Look out, SamSam. There’s a new ransomware in town that’s very carefully targeting enteprises and businesses. Say hello to Ryuk. In the first two weeks after its August debut, the ransomware has made their cyber attackers over $640,000 USD. By contrast, SamSam has taken about three years to make its author about $6 million USD.
While the people behind Ryuk are on their way to their first million dollars worth of Bitcoin, they also think you should be very honored to be attacked by them. This is some of what their ransom note says:
“Gentlemen! Your business is at serious risk. There is a significant hole in the security of your company… You should thank the Lord for being hacked by serious people not some stupid schoolboys or dangerous punks… The final price depends on how fast you write to us. Every day of delay will cost you additional +0.5BTC… Nothing personal just business.”
Cryptocurrency values fluctuate wildly, but when I checked the Bitcoin to US dollar exchange rate on August 23rd, a Bitcoin was $6,410.74. So apparently each day an organization delays costs them more than a few grand. The main ransom amount demanded has varied from 15 to 50 Bitcoin, that’s about $96,000 to $320,000. Because these attacks are so targeted, I believe they may be adjusting their demand according to what they think their target can pay.

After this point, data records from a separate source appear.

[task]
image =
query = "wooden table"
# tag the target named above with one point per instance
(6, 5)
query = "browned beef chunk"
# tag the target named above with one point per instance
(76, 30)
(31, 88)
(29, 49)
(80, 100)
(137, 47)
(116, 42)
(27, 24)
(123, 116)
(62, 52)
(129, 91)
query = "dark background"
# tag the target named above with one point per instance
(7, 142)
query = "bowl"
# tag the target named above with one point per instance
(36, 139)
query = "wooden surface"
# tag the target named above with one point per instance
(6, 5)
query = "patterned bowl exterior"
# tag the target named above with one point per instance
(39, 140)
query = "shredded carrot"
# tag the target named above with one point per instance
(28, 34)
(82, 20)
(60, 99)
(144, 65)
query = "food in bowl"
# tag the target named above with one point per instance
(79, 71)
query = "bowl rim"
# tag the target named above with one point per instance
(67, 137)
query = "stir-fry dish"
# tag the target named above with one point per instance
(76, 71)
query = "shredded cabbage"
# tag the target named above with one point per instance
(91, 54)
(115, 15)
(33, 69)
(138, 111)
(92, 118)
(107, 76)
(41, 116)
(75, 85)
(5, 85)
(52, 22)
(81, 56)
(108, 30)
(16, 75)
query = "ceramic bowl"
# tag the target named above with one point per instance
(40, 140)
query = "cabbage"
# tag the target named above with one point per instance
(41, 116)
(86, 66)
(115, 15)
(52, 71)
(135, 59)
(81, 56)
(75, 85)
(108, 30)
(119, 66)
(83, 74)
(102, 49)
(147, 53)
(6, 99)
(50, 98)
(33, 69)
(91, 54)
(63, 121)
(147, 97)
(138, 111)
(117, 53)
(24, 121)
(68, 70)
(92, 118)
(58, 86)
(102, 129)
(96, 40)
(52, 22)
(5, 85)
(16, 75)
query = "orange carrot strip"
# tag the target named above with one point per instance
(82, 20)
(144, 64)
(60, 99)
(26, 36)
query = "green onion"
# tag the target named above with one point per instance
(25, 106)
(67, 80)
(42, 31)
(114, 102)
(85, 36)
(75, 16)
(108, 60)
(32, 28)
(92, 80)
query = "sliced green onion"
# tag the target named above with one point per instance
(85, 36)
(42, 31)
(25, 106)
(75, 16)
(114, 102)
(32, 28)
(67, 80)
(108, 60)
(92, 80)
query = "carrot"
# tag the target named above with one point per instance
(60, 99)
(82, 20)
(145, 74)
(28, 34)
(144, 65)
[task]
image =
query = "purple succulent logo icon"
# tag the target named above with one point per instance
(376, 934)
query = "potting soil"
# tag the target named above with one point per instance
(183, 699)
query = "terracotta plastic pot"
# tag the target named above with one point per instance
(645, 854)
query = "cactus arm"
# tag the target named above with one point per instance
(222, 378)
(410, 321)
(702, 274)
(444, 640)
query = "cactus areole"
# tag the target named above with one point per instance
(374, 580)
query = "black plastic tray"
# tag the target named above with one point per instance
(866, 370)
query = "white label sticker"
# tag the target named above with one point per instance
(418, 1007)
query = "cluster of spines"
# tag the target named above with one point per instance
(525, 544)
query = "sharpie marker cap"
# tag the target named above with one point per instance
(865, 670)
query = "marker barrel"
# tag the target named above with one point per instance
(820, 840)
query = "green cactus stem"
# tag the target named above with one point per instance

Like most other ransomware that targets the enterprise, Ryuk exploits Windows vulnerabilities. But unlike WannaCry, there isn’t one specific vulnerability that it always targets first, such as that notorious Windows SMB exploit. Ryuk’s cyber attackers will spend time mapping their targets’ networks and maliciously acquiring credentials. As Microsoft patches Windows and Cisco patches networking devices, the Ryuk team will probably find new vulnerabilities to exploit. And they do it all just for you!
It’s hypothesized that the people behind Ryuk are either North Korea’s Lazarus Group, or a group that has learned from Lazarus’ work. That’s because Ryuk resembles HERMES in many ways. HERMES was discovered in October 2017 when it was used against Taiwan’s Far Eastern International Bank to steal about $60 million through SWIFT. It’s strongly believed that Lazarus conducted that attack. The code used in Ryuk to place a marker to check that a file has been encrypted is identical to the code used for the same function in HERMES. Both Ryuk and HERMES are very selective of what they encrypt in a Windows system. They’ll encrypt what the target really needs, but not what they need in order to read the ransom note and make the Bitcoin payment. And they both go about the encryption process the same way, whitelisting specific Windows folders, writing a file called “window.bat” to each folder, and a script to delete shadow volumes and backup files.
Ryuk is also ready to exploit really legacy Windows systems, such as Windows 2000 32-bit. What is an OS that’s been out of support for so long doing on the internet? Or maybe those machines are just in an organization’s internal network, but the Ryuk black hats must have gotten into their targets’ internal networks through a machine that is connected to the internet. Any computer that runs an OS that’s no longer supported should be completely isolated from the internet, or exist as a virtual machine (that a network administrator can delete at will) if using that OS/version can’t possibly be avoided.
Ryuk also has a really nasty persistence technique. It just writes itself to the Run registry. Ouch!
Only time will tell if Ryuk is the work of North Korea’s notorious Lazurus Group, or if we’re looking at the work of Lazurus Part Deux. The LulzSec to Lazarus’ Anonymous if you will. (Well not only time will tell, but also the work of dedicated malware researchers like the Comodo threat intelligence lab.)